Appel à participation

8 avril 2020 · 9:00 à 16:00

Les équipes du Centre de Recherche sur les Innovations et les Transformations Sociales (CRITS) et du Centre de Recherche sur les Innovation Sociales (CRISES) souhaitent ouvrir une discussion sur les possibilités d’action collective au sein de nos institutions universitaires afin d’en faire des espaces propices aux innovations sociales émancipatrices autant dans ses pratiques de services à la communauté, de recherches que pédagogiques.

Cette journée de séminaire engagée est ouverte et n’exige pas nécessairement de votre part la présentation de résultats de recherches. Elle prendra la forme, en matinée, d’une série de trois ateliers liés aux trois facettes de nos taches professorales. Puis, en après-midi, nous aborderons les enjeux d’une mobilisation collective afin de faire valoir des principes et pratiques cohérents avec un horizon partagé d’innovation sociale et de transformation sociale.

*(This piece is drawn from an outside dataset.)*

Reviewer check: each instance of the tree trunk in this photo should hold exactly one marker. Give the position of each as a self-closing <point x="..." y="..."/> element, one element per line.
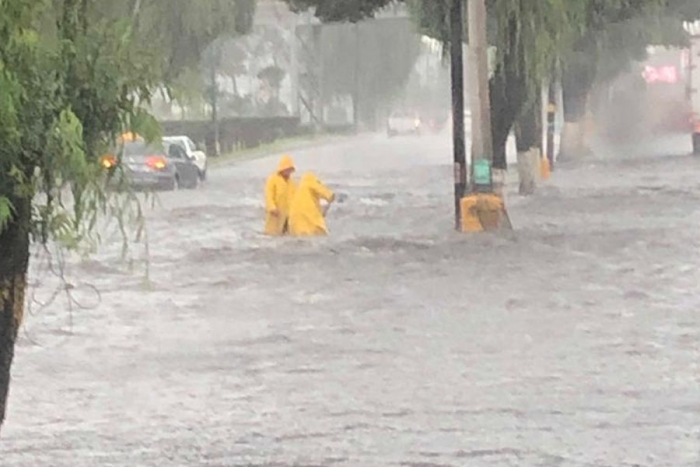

Depuis quelques années, des voix se font entendre qui critiquent la nature aliénante et exclusive du milieu universitaire. De multiples pressions institutionnelles vont à l’encontre des aspirations qui auront poussé bien des chercheur·e·s engagé·e·s à entreprendre une carrière universitaire. Comme le décrivait Craig Calhoun, ancien président du Conseil de recherches en sciences sociales des États-Unis, le milieu académique demeure des plus hiérarchisés. Les professeur·e·s se voient classé.e.s selon différents rangs, les professeur·e·s adjoint·e·s tentent de sécuriser un poste permanent et une portion grandissante de diplômé·e·s sans poste permanent vivent dans une compétition constante afin d’être considérés pour une embauche, une charge de cours ou un contrat de recherche. Les universités sont comparées en fonction de leur prestige de recherche au sein de classements nationaux et globaux. L’excellence y est réduite à un certain nombre de variables poussant vers l’uniformisation des modèles universitaires. Ceci discipline les universités et les départements dans l’embauche des professeur·e·s, dans l’allocation des ressources et le type de travail qui y est valorisé. Ces pressions nous enferment dans une logique de compétition et vont à l’encontre des appels répétés en faveur d’une vision de l’université humaniste qui marque une différence pour la société et qui s’imbrique aux enjeux de justice sociale. Pour toutes ces raisons, l’invitation de Chandra T. Mohanty à transformer fondamentalement notre pratique institutionnelle nous semble de grande actualité.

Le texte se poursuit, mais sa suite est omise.